At 02:25 PM 6/17/00 -0400, Tim May wrote:
>problems. It's easy enough for me to buy a 20-pound sack of cat food 
>when I need it. Ditto for fertilizer. Internet startups like Pet.com 
>and Garden.com will have a tough row to hoe, I think.
>
>--Tim May

The net provides more options than meatspace for conventional purchases.
20 lbs of cat food is common  --but try finding pound-size containers of
goldfish food at bricks & mortars.  Or esoteric cat foods. Or books the big
chains don't carry.  Or music the local chains have never heard of.  If
garden.com has stuff my local home depot doesn't, there will be value to me
in checking their inventory if I'm looking for exotics.

Its like Burpee's mail order, only more convenient to collect and search.
(PS, I wrote this before reading Bill's reference..) 

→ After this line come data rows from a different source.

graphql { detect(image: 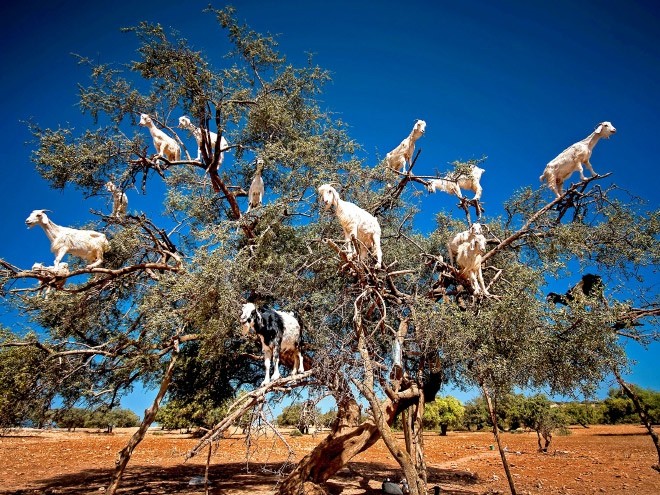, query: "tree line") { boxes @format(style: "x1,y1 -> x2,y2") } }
0,7 -> 660,495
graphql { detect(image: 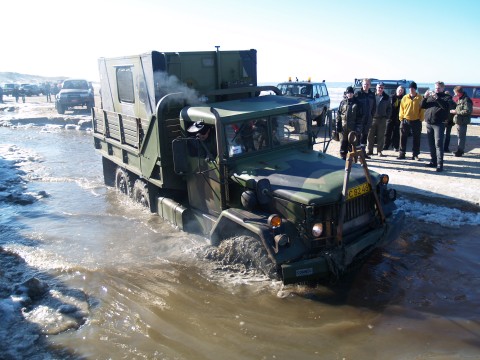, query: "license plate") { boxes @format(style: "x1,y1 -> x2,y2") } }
347,183 -> 370,200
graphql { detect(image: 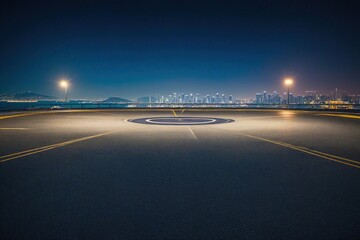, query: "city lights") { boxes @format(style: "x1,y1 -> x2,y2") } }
284,78 -> 294,104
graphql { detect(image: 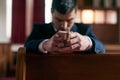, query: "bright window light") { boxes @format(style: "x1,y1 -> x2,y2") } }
75,10 -> 81,23
94,10 -> 105,24
6,0 -> 12,39
106,10 -> 117,24
82,10 -> 94,24
45,0 -> 52,23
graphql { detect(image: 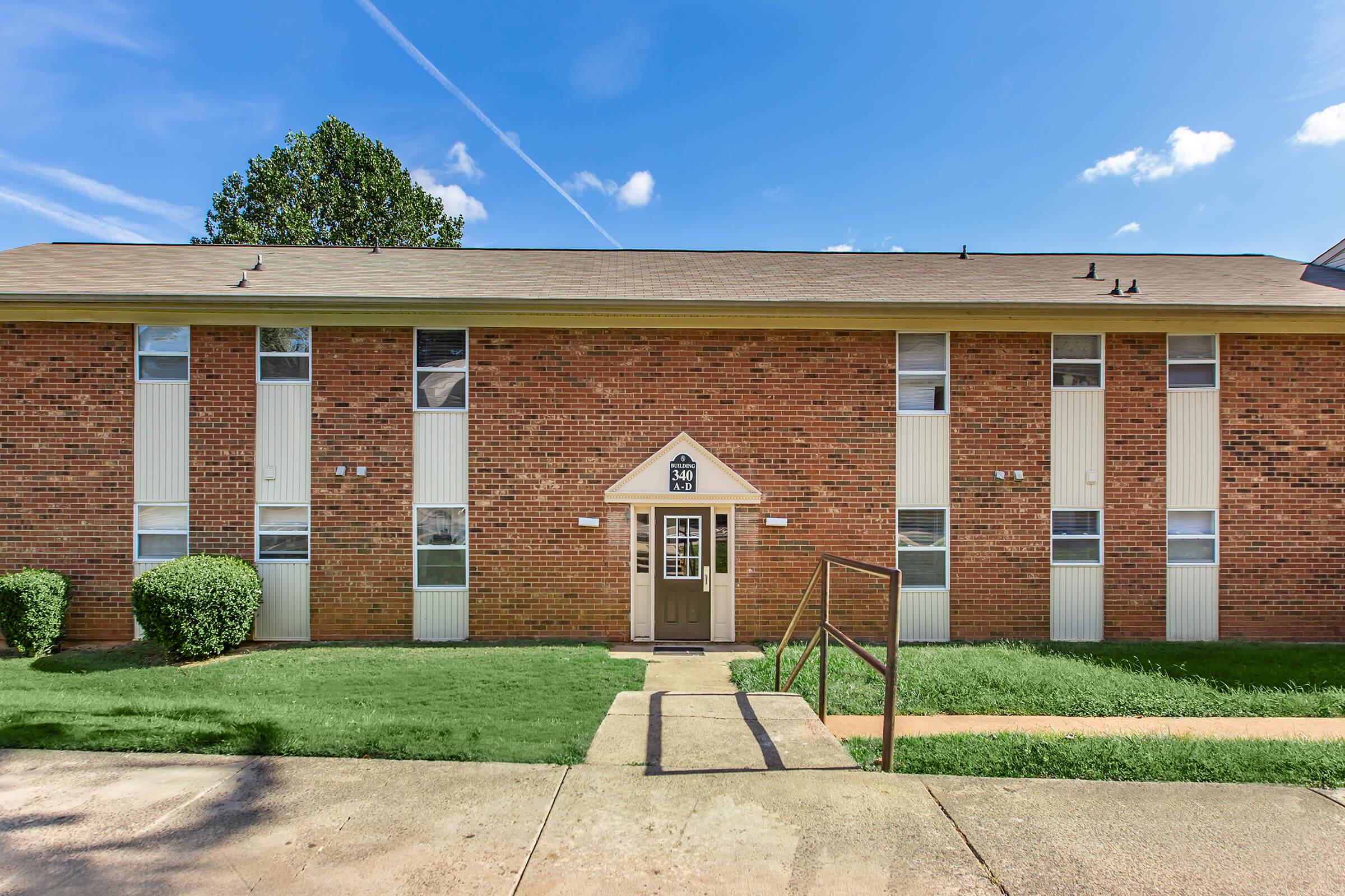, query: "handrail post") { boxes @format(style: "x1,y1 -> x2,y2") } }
882,569 -> 901,771
818,560 -> 831,725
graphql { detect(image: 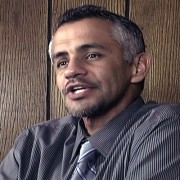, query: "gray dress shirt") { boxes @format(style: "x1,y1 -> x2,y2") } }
0,98 -> 180,180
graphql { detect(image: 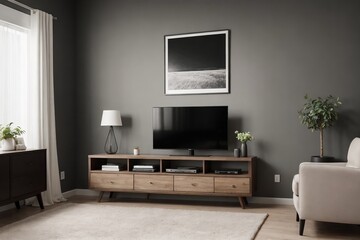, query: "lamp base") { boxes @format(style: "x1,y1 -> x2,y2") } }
104,126 -> 118,154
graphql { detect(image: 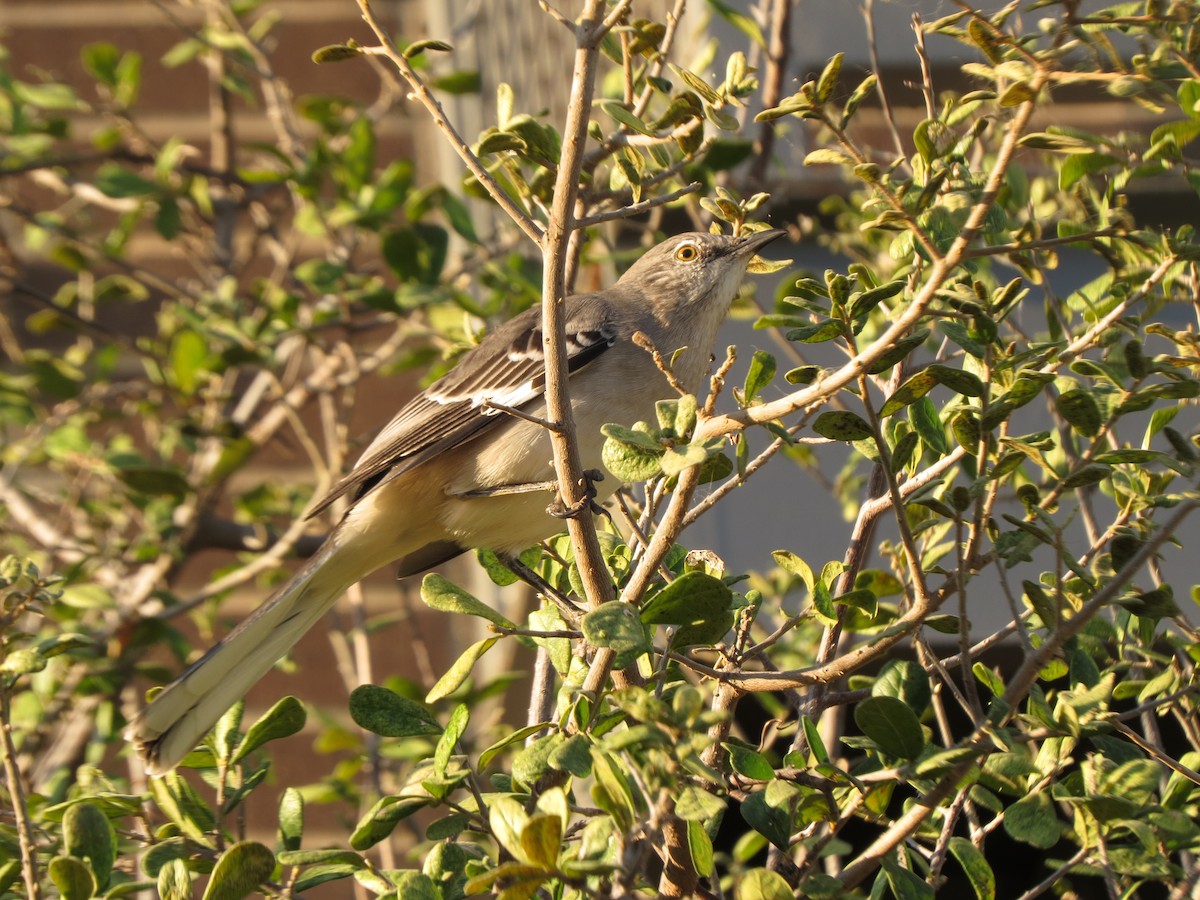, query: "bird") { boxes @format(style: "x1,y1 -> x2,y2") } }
125,229 -> 784,775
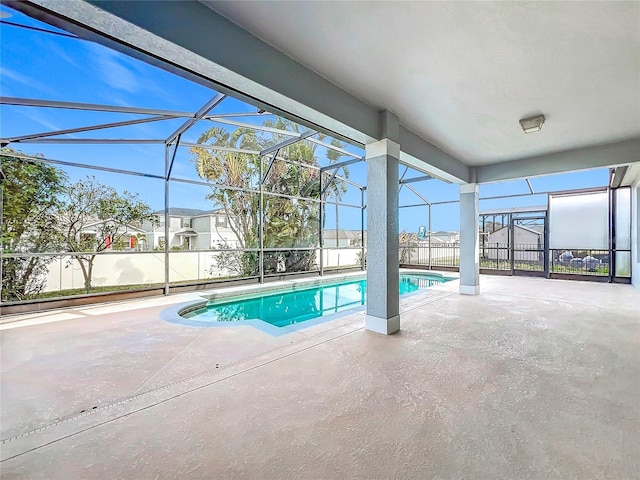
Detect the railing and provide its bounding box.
[400,242,460,268]
[399,243,609,276]
[480,243,544,272]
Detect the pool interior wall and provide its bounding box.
[160,269,458,336]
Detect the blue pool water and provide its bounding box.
[180,275,450,328]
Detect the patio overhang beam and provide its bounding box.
[179,140,260,155]
[260,130,318,157]
[309,138,362,159]
[525,178,535,195]
[405,184,431,205]
[207,115,361,158]
[2,115,175,143]
[0,97,193,118]
[5,153,164,180]
[0,20,81,40]
[400,175,433,184]
[175,140,363,190]
[0,138,164,145]
[320,154,364,172]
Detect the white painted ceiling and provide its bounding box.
[203,0,640,165]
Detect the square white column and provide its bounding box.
[366,139,400,335]
[460,183,480,295]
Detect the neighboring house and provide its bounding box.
[322,228,367,248]
[427,231,460,243]
[80,220,148,251]
[144,207,240,250]
[483,225,544,261]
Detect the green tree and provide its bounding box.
[191,117,348,276]
[59,176,156,293]
[0,148,66,301]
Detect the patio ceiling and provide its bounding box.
[10,0,640,183]
[203,0,640,165]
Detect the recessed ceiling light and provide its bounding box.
[520,115,544,133]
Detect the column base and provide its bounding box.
[460,285,480,295]
[364,315,400,335]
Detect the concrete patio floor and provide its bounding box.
[0,275,640,479]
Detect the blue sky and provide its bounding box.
[0,6,608,231]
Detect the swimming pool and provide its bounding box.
[171,274,452,330]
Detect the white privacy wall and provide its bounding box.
[549,191,609,250]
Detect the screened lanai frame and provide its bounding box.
[0,6,392,303]
[0,89,376,293]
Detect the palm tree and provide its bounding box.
[191,117,348,275]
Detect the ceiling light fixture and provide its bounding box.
[520,115,544,133]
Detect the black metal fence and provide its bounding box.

Saves time and petrol.  And comparing prices is easier; shopbots will make
this faster if you can trust your bot.   The folks who invest in amazon.com
(*other* than those who use the market like a ponzi scheme) must be expecting
that either people will buy from them in the future even if their prices
rise, or that bricks & mortars will drop their prices to compete, or
that a future amazon.com that can only sell exotics will still be profitable.
Precisely because of the convenience/diversity aspects I think this
is reasonable.  

Amazon predates the dotcomipofrenzy.  As such it faced no competition
at first and was so massive and complete it dominated.  Recent dot coms
come into an environment where other people are doing the same with hardly
any differences.  In fact, current dotcoms selling only static bits (e.g.,
ebooks, music) come into the 'gnutella' or 'post-napster' environment.

(BTW you can use the altavista text-only search interface, if you
don't like ads, or you can write your own HTML to use their engine.)